I've written a couple of time about how the Bible story of the Tower of Babel is, probably next to Noah's Ark, the least plausible story in the Bible. The problem was probably that even the Bible's authors didn't really understand or believe it but felt compelled to include it because it had gained the status of a sacred and holy text.
Later apologists such as Flavius Josephus even claimed that Yahweh dictated it to Moses, though that claim is never made in the Bible and a moments thought should tell you that the scribe doesn't normally write about his own death and burial in a secret place. Josephus was obviously reporting widely-believed myths rather than what he had actual evidence for.
Anyway, just to recap: according to this myth, Yahweh got spooked when it looked like his creation were going to get up to Heaven (which was directly over the Middle East and just above the sky, apparently). He hadn't seen that one coming and even had to go down to Earth to take a look. He then made everyone speak different languages so they couldn't work together any more, and that's how all the world's languages arose.
Don't laugh! These were simple people with no science to speak of and they lived in a world which they thought ran on magic.
Mind you, whoever wrote that version, where it claims all the world spoke one language Genesis 11:1), obviously hadn't read the preceding chapter where it says all the descendants of Noah's sons spoke different languages (Genesis 10:20, Genesis 10:32), but I doubt they ever expected their stories to appear together in a single book, let alone in adjacent chapters. The Babel tale appears to have just been stuck in there for no particular reason and without reference to anything either side of it.
Reading University, UK
A paper published a couple of years ago in PNAS by a UK-based group gives compelling evidence that most Eurasian languages, from Portuguese to Japanese and including Urdu and Itelmen (spoken on the northern coast of Siberia) probably share a common ancestor from southern Europe about 15,000 years ago, which appears to have spread north and east as the ice retreated at the end of the last ice age. Over the next few thousand years, this split into seven major divisions to give a Eurasian superfamily and finally into the main languages by about 5,000 years ago.

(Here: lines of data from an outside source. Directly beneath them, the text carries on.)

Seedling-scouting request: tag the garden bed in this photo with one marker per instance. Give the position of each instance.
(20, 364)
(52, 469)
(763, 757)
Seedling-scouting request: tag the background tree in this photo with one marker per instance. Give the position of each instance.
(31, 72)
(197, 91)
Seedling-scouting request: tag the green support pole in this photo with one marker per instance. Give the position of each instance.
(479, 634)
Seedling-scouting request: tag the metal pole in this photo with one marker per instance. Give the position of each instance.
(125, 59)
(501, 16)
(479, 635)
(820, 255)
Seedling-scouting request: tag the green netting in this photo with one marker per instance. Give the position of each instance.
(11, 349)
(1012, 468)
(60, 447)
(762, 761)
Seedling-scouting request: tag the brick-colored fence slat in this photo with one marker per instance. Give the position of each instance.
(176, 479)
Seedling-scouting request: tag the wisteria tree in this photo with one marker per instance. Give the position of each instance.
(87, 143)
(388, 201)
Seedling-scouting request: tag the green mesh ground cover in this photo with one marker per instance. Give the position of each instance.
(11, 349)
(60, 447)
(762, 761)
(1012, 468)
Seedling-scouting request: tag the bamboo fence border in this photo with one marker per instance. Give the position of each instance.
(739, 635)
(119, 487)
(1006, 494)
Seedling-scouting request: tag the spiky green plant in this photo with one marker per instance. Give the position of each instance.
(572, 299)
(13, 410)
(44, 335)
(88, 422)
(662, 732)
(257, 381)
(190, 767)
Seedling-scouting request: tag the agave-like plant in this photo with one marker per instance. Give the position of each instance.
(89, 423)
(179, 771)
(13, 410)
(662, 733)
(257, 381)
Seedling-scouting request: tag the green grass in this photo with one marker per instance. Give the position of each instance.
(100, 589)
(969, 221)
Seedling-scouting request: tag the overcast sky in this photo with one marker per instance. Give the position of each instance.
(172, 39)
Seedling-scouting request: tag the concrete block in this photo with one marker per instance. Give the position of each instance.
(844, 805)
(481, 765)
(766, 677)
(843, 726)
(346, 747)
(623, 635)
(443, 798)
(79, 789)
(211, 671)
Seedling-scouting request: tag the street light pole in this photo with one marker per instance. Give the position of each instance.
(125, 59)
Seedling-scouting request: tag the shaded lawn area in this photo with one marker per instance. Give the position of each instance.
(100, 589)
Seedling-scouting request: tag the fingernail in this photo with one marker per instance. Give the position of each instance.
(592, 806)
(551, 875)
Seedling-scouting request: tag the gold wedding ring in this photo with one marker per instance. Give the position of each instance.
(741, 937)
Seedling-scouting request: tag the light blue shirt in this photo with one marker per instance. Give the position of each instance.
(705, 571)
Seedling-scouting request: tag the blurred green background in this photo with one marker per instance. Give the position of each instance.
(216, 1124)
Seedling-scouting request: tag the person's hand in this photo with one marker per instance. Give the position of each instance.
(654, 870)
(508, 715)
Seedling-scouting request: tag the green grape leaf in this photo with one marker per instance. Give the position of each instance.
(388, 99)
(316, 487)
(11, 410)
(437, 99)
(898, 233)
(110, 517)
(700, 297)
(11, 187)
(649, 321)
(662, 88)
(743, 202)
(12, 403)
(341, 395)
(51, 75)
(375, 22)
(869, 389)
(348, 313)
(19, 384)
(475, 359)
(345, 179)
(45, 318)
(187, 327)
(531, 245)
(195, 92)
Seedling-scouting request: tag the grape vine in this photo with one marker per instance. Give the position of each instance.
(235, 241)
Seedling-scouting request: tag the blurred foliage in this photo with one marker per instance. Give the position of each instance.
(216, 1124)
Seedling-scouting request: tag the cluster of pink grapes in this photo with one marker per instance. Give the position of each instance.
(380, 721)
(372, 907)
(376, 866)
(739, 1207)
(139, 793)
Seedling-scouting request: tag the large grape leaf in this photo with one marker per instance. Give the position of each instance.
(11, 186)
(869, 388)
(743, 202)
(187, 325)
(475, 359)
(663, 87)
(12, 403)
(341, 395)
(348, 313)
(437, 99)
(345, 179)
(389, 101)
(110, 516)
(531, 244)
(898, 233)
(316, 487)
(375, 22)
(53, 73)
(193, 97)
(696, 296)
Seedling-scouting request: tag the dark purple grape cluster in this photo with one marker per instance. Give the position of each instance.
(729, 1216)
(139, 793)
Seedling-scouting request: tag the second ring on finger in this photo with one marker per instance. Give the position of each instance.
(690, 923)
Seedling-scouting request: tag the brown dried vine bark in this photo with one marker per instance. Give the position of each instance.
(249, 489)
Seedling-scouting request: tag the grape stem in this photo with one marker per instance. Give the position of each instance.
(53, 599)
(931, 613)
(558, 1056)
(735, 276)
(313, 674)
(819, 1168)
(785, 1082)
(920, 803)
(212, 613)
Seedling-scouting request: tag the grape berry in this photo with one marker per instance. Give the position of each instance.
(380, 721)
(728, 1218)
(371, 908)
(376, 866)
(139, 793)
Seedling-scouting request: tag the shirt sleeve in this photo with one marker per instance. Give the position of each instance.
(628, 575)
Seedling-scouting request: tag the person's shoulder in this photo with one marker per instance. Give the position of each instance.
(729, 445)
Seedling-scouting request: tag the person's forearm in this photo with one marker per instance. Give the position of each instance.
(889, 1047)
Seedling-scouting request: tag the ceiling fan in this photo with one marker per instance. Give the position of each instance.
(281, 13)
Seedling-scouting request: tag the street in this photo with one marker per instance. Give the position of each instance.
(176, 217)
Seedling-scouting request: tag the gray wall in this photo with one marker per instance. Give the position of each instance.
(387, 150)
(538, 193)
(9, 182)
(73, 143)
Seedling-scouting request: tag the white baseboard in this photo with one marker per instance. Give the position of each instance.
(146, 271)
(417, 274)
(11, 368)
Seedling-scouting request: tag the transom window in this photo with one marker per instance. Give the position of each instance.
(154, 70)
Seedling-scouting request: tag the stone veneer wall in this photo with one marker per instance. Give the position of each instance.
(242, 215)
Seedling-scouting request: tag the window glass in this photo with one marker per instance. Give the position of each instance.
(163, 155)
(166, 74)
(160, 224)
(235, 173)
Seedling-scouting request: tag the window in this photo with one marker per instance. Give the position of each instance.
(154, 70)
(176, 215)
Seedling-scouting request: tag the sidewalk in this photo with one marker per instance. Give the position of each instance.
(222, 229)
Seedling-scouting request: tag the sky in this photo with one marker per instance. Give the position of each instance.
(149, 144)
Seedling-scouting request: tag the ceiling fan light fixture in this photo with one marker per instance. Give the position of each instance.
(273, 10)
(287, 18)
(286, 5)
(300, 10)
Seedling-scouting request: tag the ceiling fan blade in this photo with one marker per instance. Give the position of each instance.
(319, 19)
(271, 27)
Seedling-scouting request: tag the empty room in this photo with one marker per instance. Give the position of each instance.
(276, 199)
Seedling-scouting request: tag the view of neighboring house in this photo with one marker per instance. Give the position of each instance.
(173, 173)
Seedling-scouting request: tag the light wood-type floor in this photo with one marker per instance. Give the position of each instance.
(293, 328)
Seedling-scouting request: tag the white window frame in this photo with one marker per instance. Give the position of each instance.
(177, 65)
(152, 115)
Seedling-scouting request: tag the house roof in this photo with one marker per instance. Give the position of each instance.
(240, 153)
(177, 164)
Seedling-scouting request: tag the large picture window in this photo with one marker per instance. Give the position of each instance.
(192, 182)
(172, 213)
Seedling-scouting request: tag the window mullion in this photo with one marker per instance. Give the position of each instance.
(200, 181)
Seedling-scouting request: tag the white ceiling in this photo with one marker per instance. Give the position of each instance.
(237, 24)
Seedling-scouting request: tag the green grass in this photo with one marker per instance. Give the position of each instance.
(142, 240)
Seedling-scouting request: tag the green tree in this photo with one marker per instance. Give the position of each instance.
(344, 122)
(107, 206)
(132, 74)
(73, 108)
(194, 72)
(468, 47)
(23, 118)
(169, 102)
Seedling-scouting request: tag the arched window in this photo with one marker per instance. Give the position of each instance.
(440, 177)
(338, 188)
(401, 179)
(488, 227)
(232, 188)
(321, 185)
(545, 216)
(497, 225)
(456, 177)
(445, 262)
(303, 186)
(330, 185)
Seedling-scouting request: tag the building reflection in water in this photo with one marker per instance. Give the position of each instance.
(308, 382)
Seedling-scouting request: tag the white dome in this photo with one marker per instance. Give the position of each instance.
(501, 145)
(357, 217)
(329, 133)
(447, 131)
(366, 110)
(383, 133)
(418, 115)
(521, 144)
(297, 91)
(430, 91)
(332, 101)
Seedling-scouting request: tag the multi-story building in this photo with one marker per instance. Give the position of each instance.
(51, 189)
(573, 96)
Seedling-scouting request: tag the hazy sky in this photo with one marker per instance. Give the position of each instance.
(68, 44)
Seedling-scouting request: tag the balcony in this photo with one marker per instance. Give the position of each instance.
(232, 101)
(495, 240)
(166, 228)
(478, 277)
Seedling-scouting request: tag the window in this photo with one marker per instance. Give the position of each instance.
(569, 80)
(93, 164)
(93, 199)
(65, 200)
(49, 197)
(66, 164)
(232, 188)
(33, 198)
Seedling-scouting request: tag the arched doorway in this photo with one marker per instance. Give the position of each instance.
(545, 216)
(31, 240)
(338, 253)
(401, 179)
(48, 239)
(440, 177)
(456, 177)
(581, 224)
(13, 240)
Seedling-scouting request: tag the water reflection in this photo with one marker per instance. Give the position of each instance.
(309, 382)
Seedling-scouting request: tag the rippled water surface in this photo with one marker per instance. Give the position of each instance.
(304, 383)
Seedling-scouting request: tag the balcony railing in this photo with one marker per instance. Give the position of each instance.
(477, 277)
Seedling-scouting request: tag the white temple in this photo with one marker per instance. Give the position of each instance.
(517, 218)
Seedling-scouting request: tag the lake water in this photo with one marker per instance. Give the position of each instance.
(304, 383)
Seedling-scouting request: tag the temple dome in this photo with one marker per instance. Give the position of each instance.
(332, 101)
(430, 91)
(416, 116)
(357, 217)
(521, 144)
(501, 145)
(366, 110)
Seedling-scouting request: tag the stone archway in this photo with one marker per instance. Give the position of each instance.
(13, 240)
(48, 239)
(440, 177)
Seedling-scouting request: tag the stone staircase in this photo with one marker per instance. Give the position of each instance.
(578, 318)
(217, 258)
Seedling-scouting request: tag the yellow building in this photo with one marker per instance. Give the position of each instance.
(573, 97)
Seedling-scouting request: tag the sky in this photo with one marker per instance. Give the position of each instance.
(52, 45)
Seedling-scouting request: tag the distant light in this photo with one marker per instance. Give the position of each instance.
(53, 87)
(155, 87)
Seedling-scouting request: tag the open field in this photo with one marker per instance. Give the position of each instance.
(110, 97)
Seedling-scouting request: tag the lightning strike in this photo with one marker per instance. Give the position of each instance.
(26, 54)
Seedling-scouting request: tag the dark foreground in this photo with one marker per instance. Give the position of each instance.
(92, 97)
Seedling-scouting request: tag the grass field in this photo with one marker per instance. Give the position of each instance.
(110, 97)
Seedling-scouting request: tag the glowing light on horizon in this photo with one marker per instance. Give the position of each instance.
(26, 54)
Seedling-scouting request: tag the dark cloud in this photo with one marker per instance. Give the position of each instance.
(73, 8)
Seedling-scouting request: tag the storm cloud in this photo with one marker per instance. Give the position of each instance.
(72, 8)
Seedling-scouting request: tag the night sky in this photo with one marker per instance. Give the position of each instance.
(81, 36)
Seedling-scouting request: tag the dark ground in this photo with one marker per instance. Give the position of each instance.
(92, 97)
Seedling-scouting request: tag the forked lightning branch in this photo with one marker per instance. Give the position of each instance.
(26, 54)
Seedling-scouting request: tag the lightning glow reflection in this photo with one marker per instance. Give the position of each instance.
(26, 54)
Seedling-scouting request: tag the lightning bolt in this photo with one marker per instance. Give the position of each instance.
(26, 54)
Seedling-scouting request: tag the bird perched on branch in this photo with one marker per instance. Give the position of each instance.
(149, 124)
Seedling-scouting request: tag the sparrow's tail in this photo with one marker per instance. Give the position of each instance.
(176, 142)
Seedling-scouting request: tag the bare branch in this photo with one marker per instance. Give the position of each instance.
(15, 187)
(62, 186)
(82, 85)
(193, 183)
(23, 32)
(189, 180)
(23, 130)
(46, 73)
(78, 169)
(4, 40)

The team arrived at this conclusion by identifying a list of 'superconserved' words that would be expected to remain stable because of their importance and then checked this against a database of early words. Sure enough, the words predicted to be similar were found to be similar. A strong indication of their common linguistic origins. The team produced a list of 23 words found in at least four Euroasiatic languages: words such as 'bark' (from trees), 'I', 'we', 'man', 'woman', 'give', but the list contained a few surprises the survival of which over such a long period is puzzling, such as 'to spit'. Normally, words have a 50% probability of being replaced completely within 2-4,000 years.
The search for ever deeper relationships among the World’s languages is bedeviled by the fact that most words evolve too rapidly to preserve evidence of their ancestry beyond 5,000 to 9,000 y. On the other hand, quantitative modeling indicates that some “ultraconserved” words exist that might be used to find evidence for deep linguistic relationships beyond that time barrier. Here we use a statistical model, which takes into account the frequency with which words are used in common everyday speech, to predict the existence of a set of such highly conserved words among seven language families of Eurasia postulated to form a linguistic superfamily that evolved from a common ancestor around 15,000 y ago. We derive a dated phylogenetic tree of this proposed superfamily with a time-depth of ∼14,450 y, implying that some frequently used words have been retained in related forms since the end of the last ice age. Words used more than once per 1,000 in everyday speech were 7- to 10-times more likely to show deep ancestry on this tree. Our results suggest a remarkable fidelity in the transmission of some words and give theoretical justification to the search for features of language that might be preserved across wide spans of time and geography.
So much for the Bible, it's origin myths which don't equate to observable reality, and it's 6000 year-old Earth. Makes you wonder how much longer the parasites who live on them can keep their creationist victims so ignorant of the tsunami of science which is engulfing them. Must be a bit like Canute trying to order the tide to retreat.